Conversations with cisgender people often revolve around the systems as well: the polite people are curious about the experience, the struggle. They want to know all about it, and it colours their interaction with a transgender person, even if it doesn’t really change the gender treatment of that person. They’re particularly interested in our unique perspective; ‘You’ve seen both sides!’
A sentiment I find true in some ways and really not in others. It’s rather a lot more complicated than just seeing both sides: I was never a man. I was treated like one; people applied those expectations to me and my reaction was one of discomfort. I don’t think men find their place in society upsetting, but I have to nod and say I do have a slightly different perspective on gender dynamics than cisgender people. I wish I didn’t, and that makes discussion on the topic problematic.
There is so much more to me than my transition, even if it is a major undertaking like a degree course or building a house. It’s impossible to get away from it, even if it’s just this thing we’re doing. It’s my side job: that thing I fit around the rest of my life. I’m a writer (almost). I love my beer, I play Dungeons & Dragons. I’m a psychology student. I work at a charity supporting LGBT+ people, emphasis on the T. I’m in love with my fiancée. These things loom on my consciousness more than my transition. They’re more important to me.

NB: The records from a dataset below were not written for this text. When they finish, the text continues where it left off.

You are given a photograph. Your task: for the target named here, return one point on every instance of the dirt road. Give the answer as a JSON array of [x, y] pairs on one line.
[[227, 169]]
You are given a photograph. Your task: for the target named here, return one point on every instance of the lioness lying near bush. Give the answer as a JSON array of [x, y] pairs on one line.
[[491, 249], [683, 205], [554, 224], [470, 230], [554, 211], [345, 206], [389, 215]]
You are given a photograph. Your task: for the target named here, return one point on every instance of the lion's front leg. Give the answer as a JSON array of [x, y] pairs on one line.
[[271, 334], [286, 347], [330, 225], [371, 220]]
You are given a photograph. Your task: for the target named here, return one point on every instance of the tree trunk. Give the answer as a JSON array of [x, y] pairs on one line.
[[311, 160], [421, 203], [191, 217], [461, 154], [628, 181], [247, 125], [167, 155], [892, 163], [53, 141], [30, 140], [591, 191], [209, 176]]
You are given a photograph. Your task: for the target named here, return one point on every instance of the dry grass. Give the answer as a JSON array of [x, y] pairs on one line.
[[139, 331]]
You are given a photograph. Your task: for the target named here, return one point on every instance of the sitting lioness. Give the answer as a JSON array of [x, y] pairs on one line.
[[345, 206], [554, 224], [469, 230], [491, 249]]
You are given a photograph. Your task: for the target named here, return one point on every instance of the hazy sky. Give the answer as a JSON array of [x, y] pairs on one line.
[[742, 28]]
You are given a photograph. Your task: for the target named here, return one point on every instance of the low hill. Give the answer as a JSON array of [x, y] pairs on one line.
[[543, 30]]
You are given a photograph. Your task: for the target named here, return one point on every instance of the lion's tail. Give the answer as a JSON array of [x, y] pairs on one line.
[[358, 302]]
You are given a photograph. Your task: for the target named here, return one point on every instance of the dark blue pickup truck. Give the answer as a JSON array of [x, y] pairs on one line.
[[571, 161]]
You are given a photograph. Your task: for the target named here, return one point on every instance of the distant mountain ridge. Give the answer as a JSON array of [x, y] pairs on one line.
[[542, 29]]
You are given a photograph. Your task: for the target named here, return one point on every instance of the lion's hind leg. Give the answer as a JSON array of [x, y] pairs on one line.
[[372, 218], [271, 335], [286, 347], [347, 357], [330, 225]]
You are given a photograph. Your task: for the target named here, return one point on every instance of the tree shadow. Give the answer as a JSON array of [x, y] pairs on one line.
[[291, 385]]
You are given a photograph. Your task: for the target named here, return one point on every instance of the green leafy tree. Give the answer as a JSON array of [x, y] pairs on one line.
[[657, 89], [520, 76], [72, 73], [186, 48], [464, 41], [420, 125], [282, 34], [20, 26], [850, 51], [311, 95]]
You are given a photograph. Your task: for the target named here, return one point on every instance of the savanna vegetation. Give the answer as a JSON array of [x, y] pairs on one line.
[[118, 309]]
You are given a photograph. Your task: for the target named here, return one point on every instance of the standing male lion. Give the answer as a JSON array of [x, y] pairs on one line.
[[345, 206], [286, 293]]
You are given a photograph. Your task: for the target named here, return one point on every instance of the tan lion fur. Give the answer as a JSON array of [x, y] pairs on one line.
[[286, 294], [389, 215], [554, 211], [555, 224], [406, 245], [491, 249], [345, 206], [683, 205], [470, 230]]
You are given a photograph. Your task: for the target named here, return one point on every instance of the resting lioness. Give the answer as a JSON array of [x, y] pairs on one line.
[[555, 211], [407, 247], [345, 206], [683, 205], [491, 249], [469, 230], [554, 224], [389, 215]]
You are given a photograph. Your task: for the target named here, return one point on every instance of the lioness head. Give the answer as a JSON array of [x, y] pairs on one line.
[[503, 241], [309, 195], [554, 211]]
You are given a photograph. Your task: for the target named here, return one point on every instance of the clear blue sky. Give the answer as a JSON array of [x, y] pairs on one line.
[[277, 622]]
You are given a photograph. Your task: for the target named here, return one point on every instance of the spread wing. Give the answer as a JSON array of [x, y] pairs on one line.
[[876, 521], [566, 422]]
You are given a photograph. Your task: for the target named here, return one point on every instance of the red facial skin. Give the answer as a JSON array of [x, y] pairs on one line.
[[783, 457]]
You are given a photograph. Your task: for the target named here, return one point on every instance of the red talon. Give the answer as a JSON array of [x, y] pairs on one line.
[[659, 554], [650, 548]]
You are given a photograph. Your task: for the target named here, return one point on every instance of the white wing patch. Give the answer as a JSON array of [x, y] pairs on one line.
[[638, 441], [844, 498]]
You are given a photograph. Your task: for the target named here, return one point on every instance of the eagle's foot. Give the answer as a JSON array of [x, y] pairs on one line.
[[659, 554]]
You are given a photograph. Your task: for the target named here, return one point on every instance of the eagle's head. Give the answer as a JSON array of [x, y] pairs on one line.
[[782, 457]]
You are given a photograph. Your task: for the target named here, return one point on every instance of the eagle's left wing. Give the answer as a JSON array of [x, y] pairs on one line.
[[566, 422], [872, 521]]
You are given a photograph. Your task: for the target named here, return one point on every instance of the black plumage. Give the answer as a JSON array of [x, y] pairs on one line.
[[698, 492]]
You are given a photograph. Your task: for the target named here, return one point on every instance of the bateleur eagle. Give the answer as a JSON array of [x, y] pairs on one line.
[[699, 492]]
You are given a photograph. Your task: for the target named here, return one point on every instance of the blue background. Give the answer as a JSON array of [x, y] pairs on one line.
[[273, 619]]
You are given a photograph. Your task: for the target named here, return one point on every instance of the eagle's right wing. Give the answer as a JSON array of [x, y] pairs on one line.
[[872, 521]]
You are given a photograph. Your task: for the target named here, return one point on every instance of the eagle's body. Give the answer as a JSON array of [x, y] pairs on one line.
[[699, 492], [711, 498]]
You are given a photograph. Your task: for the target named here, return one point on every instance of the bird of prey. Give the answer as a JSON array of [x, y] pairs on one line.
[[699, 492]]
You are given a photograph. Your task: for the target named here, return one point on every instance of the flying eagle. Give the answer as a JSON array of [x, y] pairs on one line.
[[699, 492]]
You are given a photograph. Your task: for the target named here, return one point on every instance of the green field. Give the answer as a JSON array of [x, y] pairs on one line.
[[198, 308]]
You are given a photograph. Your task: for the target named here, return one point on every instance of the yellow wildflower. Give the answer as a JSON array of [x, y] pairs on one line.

Lately, when I meet a new transgender person (or anyone, but transgender people in particular), I make it a point to not talk about my transition. I’ll tell them about that other stuff: what I do, my interests, how life is going generally. I’ve noticed it stalls the conversation - they didn’t get my name, rank and serial number. They will often carry on by observing the ritual of trading transition details despite the fact that I haven’t done that, and then they’ll prompt me by asking questions. Some will even go so far as ask me if I’m transgender even if it’s plain from the context of our meeting that I am.
"CISGENDER PEOPLE DON’T SEEM TO WORRY ABOUT THAT, BUT THEY HAVE CISGENDER ASSUMPTION ON THEIR SIDE, AND THEY’RE NOT IN THE HABIT OF DISCUSSING THEIR GENDER IDENTITY AND EXPRESSION."
Cisgender people don’t seem to worry about that, but they have cisgender assumption on their side, and they’re not in the habit of discussing their gender identity and expression. The conversation will usually turn to my transness, but only after I say something in conversation that prompts it. I don’t mind that. I’m not sure why it matters that it isn’t the first thing to come up, but it does. Being transgender just isn’t the first thing I want to discuss, even if I’m perfectly comfortable discussing it - I even encourage it. It’s important to me that I express my transness, even if I don’t want to get into the details of my transition.
That transitioning is actually a small part of being transgender despite the scale of the project is probably why. Social issues that rise from transphobia and gender conformity are important; a much larger part of being transgender. Being transgender, in itself, isn’t actually a problem. Actually, the treatment transgender people suffer from society is what causes the many mental health issues we face. I’m visibly transitioning because I’m not done, but the goal is to be visibly transgender; to normalise that fact about me. To make it unimportant.
There’s an irony in having to make it an important fact about me in order to make it unimportant. Getting away from the discussion of transition itself is a small way of biting back at the attention it gets, but it’s also just boring. I’ve been talking about transitioning, my own or other people’s, non stop for just over a year. It’s time to move on and find some new territory - a transgender space that isn’t about transitioning. If the start is to get away from the ritual of trading transition notes, then perhaps we should.